For I/V the transformer one is really good. I like that better than the opamp output, even with Sparkos.
 
What clocks are you using now?

The supplied test clocks would produce the sound described. Absolutely need quality clock for quality sound.

No they really wouldn't make that level of difference.

A single vocalist sounds like a badly multitracked recording sung through a sheet of newspaper. The jitter would have to be gross- utterly huge to have this effect. Even a jDunn sample file with -80db at 1kh doesn't sound this bad through my other dac.

I'll wait for the hundred hours.
 
No they really wouldn't make that level of difference.

A single vocalist sounds like a badly multitracked recording sung through a sheet of newspaper. The jitter would have to be gross- utterly huge to have this effect. Even a jDunn sample file with -80db at 1kh doesn't sound this bad through my other dac.

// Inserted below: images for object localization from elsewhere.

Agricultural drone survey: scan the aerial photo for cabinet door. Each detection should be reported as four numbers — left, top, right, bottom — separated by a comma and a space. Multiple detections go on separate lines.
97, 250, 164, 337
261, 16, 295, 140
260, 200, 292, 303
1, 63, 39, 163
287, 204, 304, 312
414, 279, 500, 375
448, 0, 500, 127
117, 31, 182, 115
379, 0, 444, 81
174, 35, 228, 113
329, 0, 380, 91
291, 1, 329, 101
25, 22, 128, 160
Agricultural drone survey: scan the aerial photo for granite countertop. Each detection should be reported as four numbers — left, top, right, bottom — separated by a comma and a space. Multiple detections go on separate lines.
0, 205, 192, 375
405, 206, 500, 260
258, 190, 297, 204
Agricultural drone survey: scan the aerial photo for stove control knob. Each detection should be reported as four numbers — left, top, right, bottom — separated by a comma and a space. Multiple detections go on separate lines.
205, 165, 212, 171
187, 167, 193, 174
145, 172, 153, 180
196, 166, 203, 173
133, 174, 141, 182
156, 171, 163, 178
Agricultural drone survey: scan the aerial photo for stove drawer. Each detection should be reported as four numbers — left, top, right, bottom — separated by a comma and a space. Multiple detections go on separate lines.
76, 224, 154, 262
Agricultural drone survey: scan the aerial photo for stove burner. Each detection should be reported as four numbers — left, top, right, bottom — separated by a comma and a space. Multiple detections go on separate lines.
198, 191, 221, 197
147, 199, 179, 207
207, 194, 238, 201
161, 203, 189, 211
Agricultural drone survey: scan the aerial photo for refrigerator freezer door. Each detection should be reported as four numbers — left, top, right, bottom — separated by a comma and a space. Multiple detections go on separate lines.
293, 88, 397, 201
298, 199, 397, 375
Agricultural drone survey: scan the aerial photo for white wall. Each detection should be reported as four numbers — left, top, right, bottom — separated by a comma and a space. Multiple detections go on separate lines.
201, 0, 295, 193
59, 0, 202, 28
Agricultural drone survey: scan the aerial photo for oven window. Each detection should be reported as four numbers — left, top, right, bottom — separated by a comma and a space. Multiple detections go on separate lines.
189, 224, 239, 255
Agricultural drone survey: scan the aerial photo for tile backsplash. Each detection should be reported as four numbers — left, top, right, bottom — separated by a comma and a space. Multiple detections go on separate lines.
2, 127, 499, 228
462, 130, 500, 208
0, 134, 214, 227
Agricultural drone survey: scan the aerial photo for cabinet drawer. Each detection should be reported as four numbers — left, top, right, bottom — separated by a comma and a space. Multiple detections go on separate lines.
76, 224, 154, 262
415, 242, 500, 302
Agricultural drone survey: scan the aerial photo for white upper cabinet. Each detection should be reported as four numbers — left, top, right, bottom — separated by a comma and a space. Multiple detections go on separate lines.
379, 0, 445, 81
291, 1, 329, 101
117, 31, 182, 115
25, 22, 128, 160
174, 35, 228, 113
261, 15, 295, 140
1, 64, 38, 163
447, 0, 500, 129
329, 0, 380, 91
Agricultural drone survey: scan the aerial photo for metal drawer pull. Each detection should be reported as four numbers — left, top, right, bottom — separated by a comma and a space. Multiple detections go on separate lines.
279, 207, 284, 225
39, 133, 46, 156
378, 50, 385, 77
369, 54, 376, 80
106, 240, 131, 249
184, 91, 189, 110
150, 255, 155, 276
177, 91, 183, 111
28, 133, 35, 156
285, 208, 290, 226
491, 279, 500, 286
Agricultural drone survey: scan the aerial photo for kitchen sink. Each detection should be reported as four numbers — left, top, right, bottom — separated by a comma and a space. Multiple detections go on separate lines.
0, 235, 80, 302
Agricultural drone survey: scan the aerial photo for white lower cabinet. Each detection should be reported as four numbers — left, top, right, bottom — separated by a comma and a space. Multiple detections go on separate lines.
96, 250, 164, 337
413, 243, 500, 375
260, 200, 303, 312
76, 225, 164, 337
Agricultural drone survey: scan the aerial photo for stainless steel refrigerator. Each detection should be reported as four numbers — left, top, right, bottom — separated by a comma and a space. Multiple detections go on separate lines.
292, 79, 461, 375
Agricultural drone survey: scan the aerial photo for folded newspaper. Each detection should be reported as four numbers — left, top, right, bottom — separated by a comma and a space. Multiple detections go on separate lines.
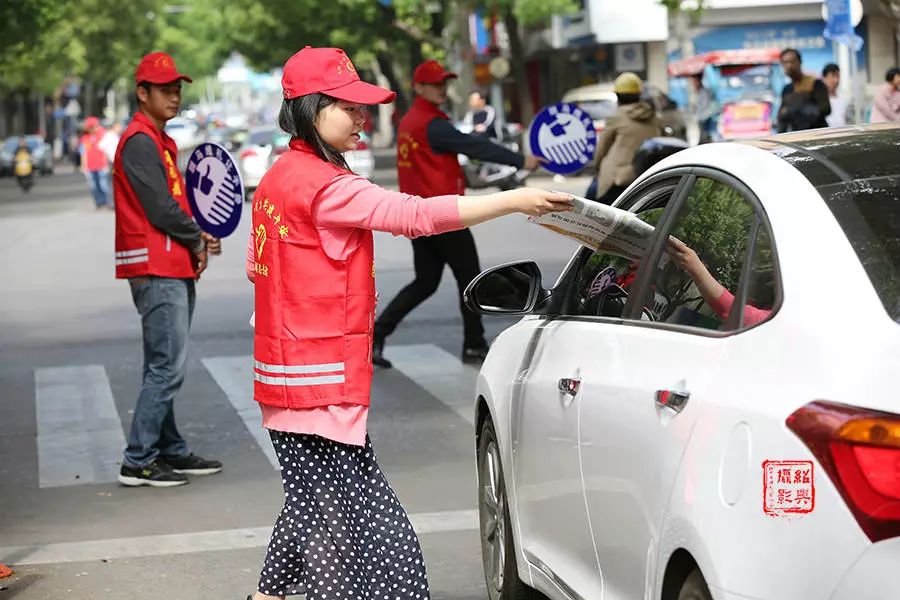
529, 194, 655, 261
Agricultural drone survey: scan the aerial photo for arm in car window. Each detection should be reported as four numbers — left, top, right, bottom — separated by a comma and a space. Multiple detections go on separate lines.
667, 237, 771, 326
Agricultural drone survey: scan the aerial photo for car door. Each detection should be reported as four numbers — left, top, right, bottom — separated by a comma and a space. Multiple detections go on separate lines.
511, 178, 679, 599
578, 173, 774, 598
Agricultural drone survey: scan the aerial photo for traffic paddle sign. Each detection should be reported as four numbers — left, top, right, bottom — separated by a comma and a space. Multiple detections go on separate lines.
185, 142, 244, 238
528, 103, 597, 175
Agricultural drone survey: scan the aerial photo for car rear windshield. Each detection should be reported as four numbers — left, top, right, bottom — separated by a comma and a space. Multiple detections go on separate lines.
817, 175, 900, 322
577, 100, 617, 121
249, 129, 275, 146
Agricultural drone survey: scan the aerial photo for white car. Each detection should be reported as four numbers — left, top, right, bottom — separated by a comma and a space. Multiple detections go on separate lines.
465, 124, 900, 600
345, 131, 374, 180
164, 117, 202, 150
238, 127, 290, 201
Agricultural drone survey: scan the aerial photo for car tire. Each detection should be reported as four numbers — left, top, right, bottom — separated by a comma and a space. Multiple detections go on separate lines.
244, 188, 254, 203
677, 568, 712, 600
478, 417, 545, 600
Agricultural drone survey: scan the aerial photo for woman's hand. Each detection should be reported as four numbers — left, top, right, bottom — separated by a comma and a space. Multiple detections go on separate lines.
505, 188, 573, 217
667, 236, 703, 275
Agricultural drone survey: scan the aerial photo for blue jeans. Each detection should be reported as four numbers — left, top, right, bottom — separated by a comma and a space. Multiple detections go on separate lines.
86, 169, 110, 207
124, 277, 195, 467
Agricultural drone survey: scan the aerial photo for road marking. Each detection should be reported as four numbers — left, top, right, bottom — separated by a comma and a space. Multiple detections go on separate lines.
383, 344, 479, 425
202, 356, 279, 470
35, 365, 126, 488
0, 509, 478, 566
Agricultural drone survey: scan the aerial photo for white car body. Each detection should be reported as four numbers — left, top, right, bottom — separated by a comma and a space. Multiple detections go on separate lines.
164, 117, 201, 151
345, 132, 374, 180
472, 125, 900, 600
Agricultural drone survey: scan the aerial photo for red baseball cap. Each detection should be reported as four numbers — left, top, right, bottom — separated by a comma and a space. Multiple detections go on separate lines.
84, 116, 101, 130
282, 46, 396, 104
135, 52, 193, 85
413, 60, 457, 84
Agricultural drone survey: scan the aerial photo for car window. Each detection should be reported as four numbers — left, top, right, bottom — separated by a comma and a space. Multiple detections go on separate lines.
577, 100, 617, 122
249, 130, 275, 146
818, 175, 900, 322
638, 177, 767, 331
565, 183, 676, 318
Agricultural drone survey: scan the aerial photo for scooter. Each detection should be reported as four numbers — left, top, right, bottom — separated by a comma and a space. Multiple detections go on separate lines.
456, 122, 531, 191
14, 150, 34, 193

I'll wait for the hundred hours.

OK, understood. If it is that bad, then it does seem like something else is wrong. In my case it was a pretty controlled test of the SQ of the PI with FIFOPi since these were the only parts replacing a BBB with an acko S03 reclock isolator into an existing well sorted DAC. With the test clocks it was surprisingly good, but nothing to compare with a top system. The add of NDK SDA clocks brought it close, but it required the sort of tuning that jacklee mentions to become great. But the break in and tuning was really only the kind of improvement that is subtle enough that could create the kind of debate where some people claim they hear it and it is significant and others would argue that we are imaging what we want to hear.
 
@sq225917

I don't have this kind of problem. I've compared my ES9038Q2M dual mono DAC with many other high end DACs in my system recently. I like my gears very much. I'll post my setup after I get back from vacation.

I think there could be something wrong. Just hope it can be figured out.

BTW, what are the best sound quality DACs do you think? I'd be very interested in challenging them.

Regards,
Ian
 
The best I've owned was the Weiss 202 (firewire), that's the only piece of kit I regret selling. The Young DAC that came before it had an issue with intersample-overs that was never fixed in new firmware and the Audiolab MDAC that followed it wasn't as good, but -7x the cost.

I'll let it (and me) settle for a week before I start looking at it on the bench.

For the record my setup is Bruno's BPBP with a Khozmo stepped pot, and Tom's Mod86P (bridged) into a set of NS1000's (using RAAL ribbons).